SB 848 defines the qualifying events broadly and without gestational restrictions. They include:
- A failed pregnancy, which covers miscarriage at any stage
- A stillbirth
- A failed surrogacy
- A failed adoption
- A failed assisted reproduction, which includes failed IVF cycles and similar medical procedures
California did not limit this law to losses that occur late in pregnancy or only to biological parents. An employee who loses a pregnancy at six weeks has the same rights under SB 848 as an employee who experiences a stillbirth. An employee whose IVF transfer did not result in a pregnancy, or whose embryo did not survive, qualifies just as an employee who carried a pregnancy to term before losing it. The law also covers both the employee who experienced the reproductive loss directly and, in relevant circumstances, the employee whose partner, surrogate, or intended child was involved in the qualifying event.
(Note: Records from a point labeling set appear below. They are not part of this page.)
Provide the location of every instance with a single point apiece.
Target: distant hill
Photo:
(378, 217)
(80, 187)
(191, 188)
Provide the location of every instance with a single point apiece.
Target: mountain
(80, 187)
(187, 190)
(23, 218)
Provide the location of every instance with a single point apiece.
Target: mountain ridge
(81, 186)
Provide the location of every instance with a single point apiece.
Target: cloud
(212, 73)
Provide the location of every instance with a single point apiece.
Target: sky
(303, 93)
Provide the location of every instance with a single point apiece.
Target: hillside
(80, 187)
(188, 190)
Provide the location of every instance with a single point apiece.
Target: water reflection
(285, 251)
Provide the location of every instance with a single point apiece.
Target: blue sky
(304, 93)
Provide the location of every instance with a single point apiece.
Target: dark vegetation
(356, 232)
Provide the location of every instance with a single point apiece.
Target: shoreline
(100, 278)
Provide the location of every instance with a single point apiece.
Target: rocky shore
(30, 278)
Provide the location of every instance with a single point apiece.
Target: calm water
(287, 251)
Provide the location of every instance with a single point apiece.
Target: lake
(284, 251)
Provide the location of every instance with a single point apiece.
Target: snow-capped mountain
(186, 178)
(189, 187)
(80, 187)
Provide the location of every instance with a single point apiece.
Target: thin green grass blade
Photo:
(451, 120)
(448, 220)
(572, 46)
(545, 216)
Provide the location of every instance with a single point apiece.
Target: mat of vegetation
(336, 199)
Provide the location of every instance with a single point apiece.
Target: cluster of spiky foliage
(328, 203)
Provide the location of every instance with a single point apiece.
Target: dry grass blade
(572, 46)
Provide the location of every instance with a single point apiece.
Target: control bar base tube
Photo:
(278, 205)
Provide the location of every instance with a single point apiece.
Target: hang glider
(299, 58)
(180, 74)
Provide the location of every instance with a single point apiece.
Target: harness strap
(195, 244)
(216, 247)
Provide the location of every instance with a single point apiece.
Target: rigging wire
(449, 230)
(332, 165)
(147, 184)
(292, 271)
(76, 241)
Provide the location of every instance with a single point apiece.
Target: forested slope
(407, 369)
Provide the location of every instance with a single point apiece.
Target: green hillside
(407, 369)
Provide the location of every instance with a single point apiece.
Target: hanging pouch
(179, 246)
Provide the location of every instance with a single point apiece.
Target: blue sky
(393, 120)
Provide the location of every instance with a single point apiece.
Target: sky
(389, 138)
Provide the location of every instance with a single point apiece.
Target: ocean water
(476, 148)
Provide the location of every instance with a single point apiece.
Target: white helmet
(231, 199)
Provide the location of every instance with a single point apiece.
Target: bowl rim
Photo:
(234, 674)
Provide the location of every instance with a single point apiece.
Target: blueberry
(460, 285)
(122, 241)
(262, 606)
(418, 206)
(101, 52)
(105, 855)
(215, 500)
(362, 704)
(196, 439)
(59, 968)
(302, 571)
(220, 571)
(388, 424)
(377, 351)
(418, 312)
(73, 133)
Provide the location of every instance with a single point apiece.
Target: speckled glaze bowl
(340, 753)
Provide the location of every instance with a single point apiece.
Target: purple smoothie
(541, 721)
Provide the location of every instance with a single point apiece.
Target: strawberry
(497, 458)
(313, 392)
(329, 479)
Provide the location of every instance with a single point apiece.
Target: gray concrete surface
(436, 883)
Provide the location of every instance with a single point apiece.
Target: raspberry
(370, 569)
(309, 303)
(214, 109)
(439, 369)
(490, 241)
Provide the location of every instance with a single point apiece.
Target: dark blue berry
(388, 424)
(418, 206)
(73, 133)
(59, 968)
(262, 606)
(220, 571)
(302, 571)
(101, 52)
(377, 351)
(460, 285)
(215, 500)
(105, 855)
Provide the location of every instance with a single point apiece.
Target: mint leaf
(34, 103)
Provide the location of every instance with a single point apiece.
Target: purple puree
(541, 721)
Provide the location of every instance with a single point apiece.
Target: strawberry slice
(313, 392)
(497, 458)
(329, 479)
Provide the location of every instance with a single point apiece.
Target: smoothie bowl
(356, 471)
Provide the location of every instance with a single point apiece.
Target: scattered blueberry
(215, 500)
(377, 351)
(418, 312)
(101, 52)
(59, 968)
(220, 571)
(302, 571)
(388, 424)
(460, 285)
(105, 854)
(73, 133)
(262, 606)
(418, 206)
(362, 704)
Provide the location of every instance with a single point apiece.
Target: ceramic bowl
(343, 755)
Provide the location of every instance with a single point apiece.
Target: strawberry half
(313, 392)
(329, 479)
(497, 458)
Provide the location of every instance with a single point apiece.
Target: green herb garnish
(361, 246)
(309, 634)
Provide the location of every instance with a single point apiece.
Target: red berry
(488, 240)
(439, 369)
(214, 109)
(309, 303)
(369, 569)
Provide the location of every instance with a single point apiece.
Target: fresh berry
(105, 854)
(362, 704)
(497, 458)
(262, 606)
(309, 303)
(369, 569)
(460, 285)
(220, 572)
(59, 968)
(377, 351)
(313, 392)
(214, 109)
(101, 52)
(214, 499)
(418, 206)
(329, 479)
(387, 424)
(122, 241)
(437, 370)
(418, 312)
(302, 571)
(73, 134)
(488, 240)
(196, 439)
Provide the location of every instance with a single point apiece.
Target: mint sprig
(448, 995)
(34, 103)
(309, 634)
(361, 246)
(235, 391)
How Many Days Off Are You Entitled To?
SB 848 provides up to five days of reproductive loss leave per qualifying event. The days do not have to be taken consecutively. If you need to take two days immediately after the loss and three days later when the grief hits differently, that is permitted.
If an employee experiences more than one qualifying reproductive loss event within a 12-month period, the total leave is capped at 20 days within that period. This matters for employees going through repeated pregnancy loss or multiple failed IVF cycles: situations that are far more common than most employers acknowledge.
Is the Leave Paid or Unpaid?
SB 848 does not mandate that reproductive loss leave be paid. However, employers must allow employees to use any accrued paid leave during the reproductive loss leave period. That includes sick leave, vacation, PTO, or any other paid leave the employer makes available. Employers cannot require employees to exhaust other leave first, but employees have the right to apply accrued paid leave to the absence.
For California tech employees, many of whom have substantial accrued PTO, this means the leave may effectively be paid. For employees without accrued leave or at employers with stingy accrual policies, some or all of the leave may be unpaid, but it is still protected.
Can Your Employer Deny You This Leave?
No. If you work for a covered employer, have worked there for at least 30 days, and experience a qualifying reproductive loss event, your employer cannot deny your leave request. The law is mandatory, not discretionary.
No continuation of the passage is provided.